I thought the outfield stiff was shot @ a park near Paramount, & home plate & the benches were shot on the soundstage? My friend Darlene was one of the Bears...not long after she died it was strange to flip on Comedy Central on Sunday morning & see her 90year old self alive as can be...

Greg Ehrbar said...

This is such a coincidence -- I was thinking about asking you a Friday question along the same lines: What do you thing about TV series that do one or two episodes that feature baseball, or even softball? Are there any that are favorites, or do they seldom do the game justice?

Daniel Saks said...

Worked on the American Version of the British show Never Better. Loose the down and out stuff they live in a beautiful house. Loose the crappy little used car her drives a Prius. Loose the recovering alcoholic stuff.
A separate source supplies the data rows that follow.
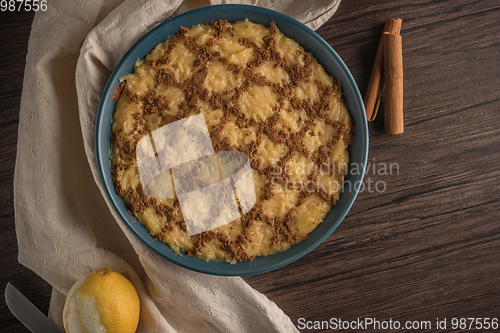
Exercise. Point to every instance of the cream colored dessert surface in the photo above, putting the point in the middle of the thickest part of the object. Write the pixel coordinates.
(261, 94)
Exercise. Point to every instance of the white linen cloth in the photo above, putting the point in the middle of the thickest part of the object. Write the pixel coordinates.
(64, 226)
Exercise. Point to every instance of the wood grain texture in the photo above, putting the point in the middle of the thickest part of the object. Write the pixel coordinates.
(428, 245)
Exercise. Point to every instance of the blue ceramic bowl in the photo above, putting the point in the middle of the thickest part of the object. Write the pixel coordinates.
(311, 42)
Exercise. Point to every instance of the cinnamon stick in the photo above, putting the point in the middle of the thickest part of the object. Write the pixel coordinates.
(393, 74)
(376, 84)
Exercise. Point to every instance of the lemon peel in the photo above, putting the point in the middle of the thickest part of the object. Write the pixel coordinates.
(104, 301)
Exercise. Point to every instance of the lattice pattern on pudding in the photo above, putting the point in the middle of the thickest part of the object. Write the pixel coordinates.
(261, 94)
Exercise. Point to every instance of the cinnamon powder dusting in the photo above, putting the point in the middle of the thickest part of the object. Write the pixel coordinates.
(156, 110)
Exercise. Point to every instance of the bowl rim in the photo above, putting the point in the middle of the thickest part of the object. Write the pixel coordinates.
(102, 149)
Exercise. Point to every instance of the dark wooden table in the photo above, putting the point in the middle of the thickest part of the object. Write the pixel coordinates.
(426, 245)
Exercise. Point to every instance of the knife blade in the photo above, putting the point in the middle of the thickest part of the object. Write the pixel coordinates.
(27, 313)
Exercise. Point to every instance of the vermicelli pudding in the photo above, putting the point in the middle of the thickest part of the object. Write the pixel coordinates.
(260, 94)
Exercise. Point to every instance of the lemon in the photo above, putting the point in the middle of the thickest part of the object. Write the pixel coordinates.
(104, 301)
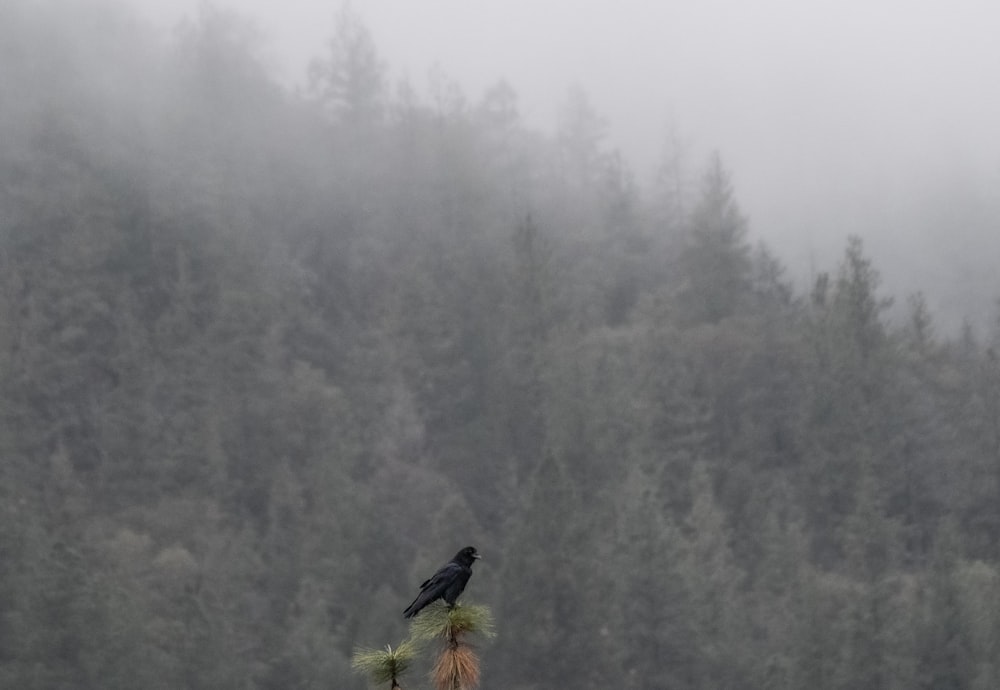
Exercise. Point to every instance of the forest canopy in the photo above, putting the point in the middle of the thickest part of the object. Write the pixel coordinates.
(266, 356)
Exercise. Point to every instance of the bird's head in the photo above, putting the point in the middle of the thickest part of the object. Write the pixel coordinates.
(467, 556)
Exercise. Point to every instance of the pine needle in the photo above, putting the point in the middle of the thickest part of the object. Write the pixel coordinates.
(384, 665)
(457, 668)
(441, 621)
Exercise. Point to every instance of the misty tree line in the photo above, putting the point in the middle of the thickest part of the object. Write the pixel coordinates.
(268, 357)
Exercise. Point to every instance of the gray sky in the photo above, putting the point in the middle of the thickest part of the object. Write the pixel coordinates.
(835, 116)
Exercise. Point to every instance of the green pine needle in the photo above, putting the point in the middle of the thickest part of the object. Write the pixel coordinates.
(384, 665)
(441, 621)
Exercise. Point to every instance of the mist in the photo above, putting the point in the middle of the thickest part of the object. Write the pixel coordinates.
(684, 317)
(835, 118)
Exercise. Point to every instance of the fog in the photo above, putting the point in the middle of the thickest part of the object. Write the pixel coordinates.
(281, 329)
(836, 118)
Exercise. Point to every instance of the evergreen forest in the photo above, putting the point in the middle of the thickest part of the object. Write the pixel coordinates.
(270, 355)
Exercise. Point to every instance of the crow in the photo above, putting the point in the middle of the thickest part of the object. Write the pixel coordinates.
(447, 583)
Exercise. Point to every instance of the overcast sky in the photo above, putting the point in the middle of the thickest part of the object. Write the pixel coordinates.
(826, 111)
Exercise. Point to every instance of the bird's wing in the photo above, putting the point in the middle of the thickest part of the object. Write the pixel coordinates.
(441, 579)
(434, 588)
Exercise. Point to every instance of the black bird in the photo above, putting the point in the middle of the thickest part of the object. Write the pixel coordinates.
(447, 583)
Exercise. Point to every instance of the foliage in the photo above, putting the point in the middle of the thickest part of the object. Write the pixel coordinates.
(384, 666)
(264, 355)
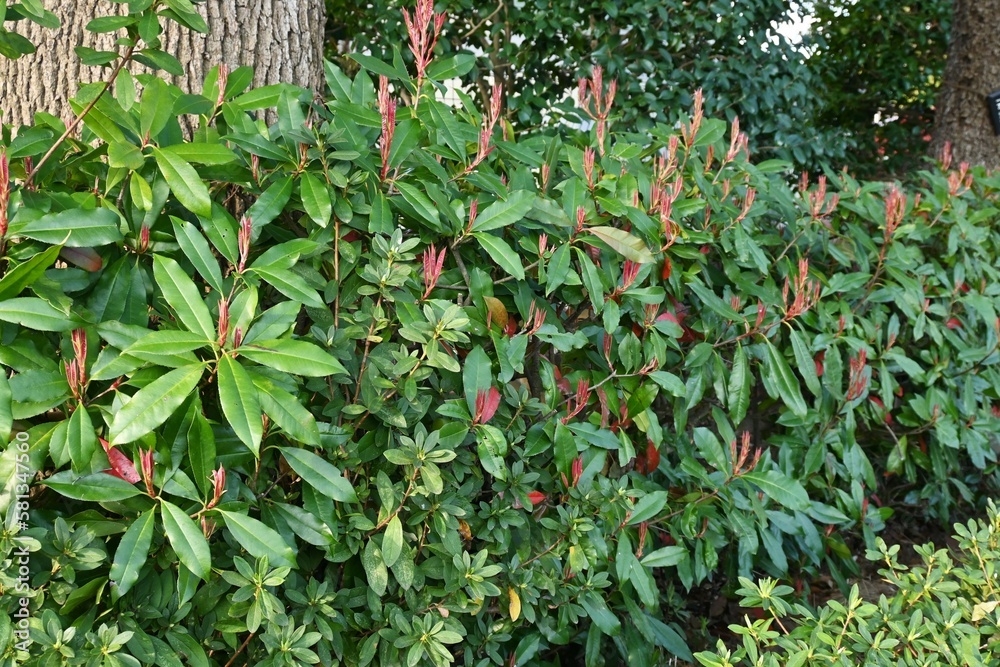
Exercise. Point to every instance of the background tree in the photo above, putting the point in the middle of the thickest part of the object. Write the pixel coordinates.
(659, 53)
(880, 63)
(972, 72)
(281, 41)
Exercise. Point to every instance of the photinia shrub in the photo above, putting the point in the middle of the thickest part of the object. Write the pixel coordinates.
(351, 381)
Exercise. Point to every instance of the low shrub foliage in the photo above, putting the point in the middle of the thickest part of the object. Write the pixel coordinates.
(942, 612)
(357, 381)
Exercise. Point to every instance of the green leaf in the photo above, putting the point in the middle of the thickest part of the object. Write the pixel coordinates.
(392, 541)
(491, 445)
(132, 552)
(477, 375)
(290, 284)
(157, 59)
(375, 568)
(157, 346)
(26, 273)
(293, 356)
(502, 213)
(81, 438)
(271, 202)
(201, 449)
(184, 182)
(424, 207)
(785, 381)
(665, 556)
(33, 313)
(187, 540)
(240, 405)
(319, 474)
(182, 295)
(376, 66)
(648, 506)
(286, 411)
(315, 195)
(259, 539)
(203, 153)
(626, 245)
(110, 23)
(155, 109)
(599, 613)
(74, 228)
(739, 386)
(124, 155)
(565, 450)
(153, 404)
(6, 408)
(31, 142)
(96, 487)
(196, 249)
(458, 65)
(805, 362)
(780, 487)
(502, 254)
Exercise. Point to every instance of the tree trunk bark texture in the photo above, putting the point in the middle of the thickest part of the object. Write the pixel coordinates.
(281, 39)
(971, 73)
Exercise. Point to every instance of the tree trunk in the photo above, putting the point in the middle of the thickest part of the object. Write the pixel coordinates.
(971, 73)
(281, 39)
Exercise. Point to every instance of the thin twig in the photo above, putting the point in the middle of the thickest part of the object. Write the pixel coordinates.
(240, 649)
(76, 122)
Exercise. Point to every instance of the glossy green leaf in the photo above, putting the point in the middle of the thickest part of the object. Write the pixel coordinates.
(153, 404)
(155, 108)
(785, 381)
(74, 228)
(625, 244)
(739, 386)
(648, 507)
(184, 182)
(293, 356)
(291, 285)
(26, 273)
(199, 253)
(375, 568)
(132, 552)
(502, 254)
(665, 556)
(183, 297)
(503, 213)
(787, 491)
(96, 487)
(599, 613)
(259, 539)
(271, 202)
(392, 541)
(320, 474)
(33, 313)
(240, 405)
(186, 539)
(287, 412)
(81, 438)
(315, 195)
(477, 376)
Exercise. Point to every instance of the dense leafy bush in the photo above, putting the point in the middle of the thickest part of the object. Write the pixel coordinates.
(941, 613)
(385, 383)
(659, 51)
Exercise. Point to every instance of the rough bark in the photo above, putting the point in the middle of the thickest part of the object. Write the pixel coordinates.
(971, 73)
(281, 39)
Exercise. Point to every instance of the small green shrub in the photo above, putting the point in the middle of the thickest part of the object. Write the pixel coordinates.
(941, 613)
(382, 383)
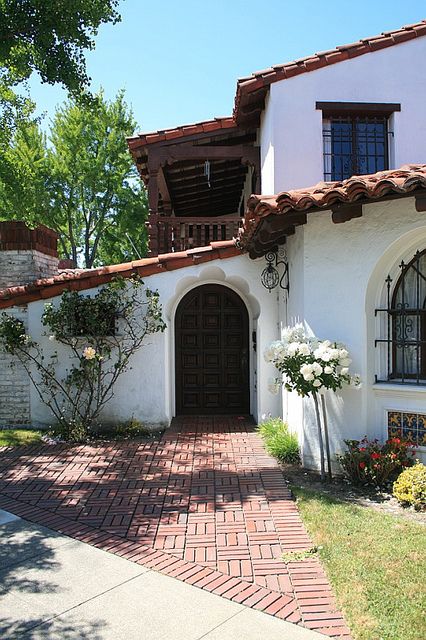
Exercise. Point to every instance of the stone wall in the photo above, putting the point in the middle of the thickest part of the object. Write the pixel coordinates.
(14, 384)
(25, 255)
(21, 267)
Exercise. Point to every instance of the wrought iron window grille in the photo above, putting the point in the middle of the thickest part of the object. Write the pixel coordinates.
(355, 145)
(402, 349)
(271, 277)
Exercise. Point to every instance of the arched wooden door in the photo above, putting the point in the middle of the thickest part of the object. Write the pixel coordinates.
(212, 364)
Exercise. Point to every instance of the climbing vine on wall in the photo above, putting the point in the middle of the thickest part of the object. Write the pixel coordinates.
(94, 339)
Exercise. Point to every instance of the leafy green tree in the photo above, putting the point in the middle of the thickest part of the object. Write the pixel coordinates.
(48, 37)
(81, 182)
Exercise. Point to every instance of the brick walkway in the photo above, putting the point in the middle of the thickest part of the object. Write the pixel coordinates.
(205, 505)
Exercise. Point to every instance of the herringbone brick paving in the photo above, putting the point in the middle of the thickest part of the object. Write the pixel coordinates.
(205, 504)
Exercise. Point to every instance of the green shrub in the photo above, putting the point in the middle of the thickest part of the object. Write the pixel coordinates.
(410, 487)
(132, 428)
(374, 463)
(279, 441)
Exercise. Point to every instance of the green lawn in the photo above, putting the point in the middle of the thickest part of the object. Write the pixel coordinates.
(376, 564)
(18, 437)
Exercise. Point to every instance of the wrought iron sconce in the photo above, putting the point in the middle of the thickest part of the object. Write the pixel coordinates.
(270, 277)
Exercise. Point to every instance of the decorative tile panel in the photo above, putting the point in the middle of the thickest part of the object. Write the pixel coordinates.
(407, 425)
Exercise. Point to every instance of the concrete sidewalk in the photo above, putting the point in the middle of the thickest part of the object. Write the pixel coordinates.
(54, 587)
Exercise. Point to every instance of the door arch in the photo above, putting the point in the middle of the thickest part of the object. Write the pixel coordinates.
(211, 352)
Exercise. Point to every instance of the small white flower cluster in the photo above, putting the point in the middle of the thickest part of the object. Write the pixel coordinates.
(89, 353)
(310, 365)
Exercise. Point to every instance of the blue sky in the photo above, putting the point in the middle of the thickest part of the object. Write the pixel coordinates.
(178, 60)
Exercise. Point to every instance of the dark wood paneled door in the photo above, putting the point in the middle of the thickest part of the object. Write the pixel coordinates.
(212, 365)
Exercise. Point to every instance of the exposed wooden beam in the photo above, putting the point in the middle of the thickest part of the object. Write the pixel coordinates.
(219, 191)
(206, 210)
(164, 190)
(173, 153)
(370, 108)
(199, 186)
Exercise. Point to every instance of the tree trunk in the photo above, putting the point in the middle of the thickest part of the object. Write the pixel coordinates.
(327, 441)
(321, 444)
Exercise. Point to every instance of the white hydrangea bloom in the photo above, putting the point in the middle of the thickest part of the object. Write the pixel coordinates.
(317, 368)
(89, 353)
(304, 349)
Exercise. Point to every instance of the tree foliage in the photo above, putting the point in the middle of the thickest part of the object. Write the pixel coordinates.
(80, 181)
(48, 37)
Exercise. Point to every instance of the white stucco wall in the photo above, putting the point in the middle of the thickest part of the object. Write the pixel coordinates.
(146, 392)
(337, 274)
(291, 127)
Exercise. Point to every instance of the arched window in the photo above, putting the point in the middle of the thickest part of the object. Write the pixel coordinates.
(406, 323)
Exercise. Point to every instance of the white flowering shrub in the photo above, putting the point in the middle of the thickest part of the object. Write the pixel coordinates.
(309, 365)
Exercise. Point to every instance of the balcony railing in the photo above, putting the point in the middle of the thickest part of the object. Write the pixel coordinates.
(170, 234)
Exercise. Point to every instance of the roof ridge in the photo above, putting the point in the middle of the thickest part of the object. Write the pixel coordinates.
(180, 131)
(325, 195)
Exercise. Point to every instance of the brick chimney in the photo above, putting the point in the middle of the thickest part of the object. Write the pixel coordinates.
(26, 254)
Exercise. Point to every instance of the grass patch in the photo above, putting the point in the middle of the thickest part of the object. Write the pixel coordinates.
(18, 437)
(279, 441)
(375, 562)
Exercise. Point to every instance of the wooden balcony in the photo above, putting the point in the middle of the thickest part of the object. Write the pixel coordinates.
(169, 234)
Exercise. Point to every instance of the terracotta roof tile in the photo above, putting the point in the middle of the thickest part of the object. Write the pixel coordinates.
(264, 78)
(81, 279)
(324, 195)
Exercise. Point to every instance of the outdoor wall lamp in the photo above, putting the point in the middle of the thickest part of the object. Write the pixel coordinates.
(270, 277)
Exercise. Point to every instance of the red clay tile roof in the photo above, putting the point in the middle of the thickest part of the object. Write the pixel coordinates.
(81, 279)
(142, 139)
(263, 79)
(325, 195)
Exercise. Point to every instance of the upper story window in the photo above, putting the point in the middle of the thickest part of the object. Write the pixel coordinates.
(404, 341)
(355, 138)
(354, 146)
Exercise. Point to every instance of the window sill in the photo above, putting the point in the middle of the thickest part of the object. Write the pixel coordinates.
(387, 388)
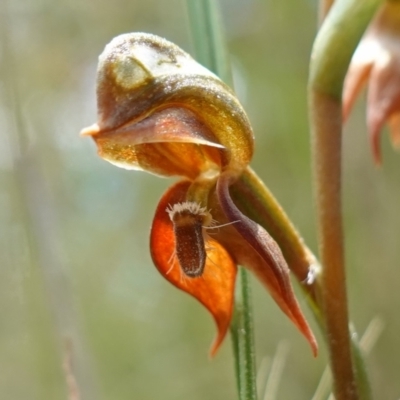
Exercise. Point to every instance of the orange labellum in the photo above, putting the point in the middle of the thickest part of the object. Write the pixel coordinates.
(189, 219)
(177, 244)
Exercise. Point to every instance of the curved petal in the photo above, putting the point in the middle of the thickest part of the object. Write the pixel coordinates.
(260, 253)
(215, 288)
(356, 78)
(383, 97)
(394, 123)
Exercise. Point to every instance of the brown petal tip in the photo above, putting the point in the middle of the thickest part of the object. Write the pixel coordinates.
(90, 130)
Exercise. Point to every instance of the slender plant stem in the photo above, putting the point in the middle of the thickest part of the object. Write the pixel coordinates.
(211, 52)
(242, 333)
(333, 48)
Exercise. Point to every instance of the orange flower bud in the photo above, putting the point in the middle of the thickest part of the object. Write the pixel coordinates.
(377, 60)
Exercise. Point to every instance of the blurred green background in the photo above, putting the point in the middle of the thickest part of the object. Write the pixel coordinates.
(74, 230)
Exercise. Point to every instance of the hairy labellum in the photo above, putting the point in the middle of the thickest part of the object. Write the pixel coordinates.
(189, 220)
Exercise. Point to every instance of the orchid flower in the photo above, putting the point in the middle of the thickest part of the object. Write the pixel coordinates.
(160, 111)
(377, 60)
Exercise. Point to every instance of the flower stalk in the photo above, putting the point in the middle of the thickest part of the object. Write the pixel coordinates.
(332, 51)
(211, 52)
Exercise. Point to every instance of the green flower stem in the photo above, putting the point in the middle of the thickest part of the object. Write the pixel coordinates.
(211, 52)
(242, 333)
(332, 51)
Why even but the property in the first place?

DBenson said...

Just to show it's not solely TV executives, Al Capp had a story about trying to launch the comic strip "Li'l Abner." One syndicate exec was interested, but only if Capp moved the setting to the city, made Abner and Daisy Mae office workers with appropriate English and modest wardrobes, sweetened up Mammy (and lost the pipe) . . .

Mike said...

"Romantic relationship" between: Warden, born 1920, Hicks, born 1951. Sisters, I feel your pain.
The execs were right, but if you're gonna adapt to a new audience, do it properly.
Lose Warden, bring in "Hot Rob" from yesterday's post, playing the hitch-hiker character from Thelma & Louise.
Lose the baseball, bring in football and an all-girl team.
Or reschedule.

Sebastian Peitsch said...

This sounds oddly familiar.

Could it be that the writers of "Episodes" know this story? It sounds like the script advice the showrunners got for "Pucks".

You could just do a search and replace "baseball" with "hockey".

cadavra said...

Some years ago, the studio I work for produced a very expensive movie version of a popular old TV series, but they changed it so much it barely resembled the series. The pre-opening tracking was horrible, and I told my boss that the problem was that the trailer didn't make it look anything like the show. He said, "Yeah, but nobody remembers the show." I replied, "In that case, why did we spend all that money acquiring the rights?" He just stared at me for a minute and at that moment realized that the picture was in fact doomed.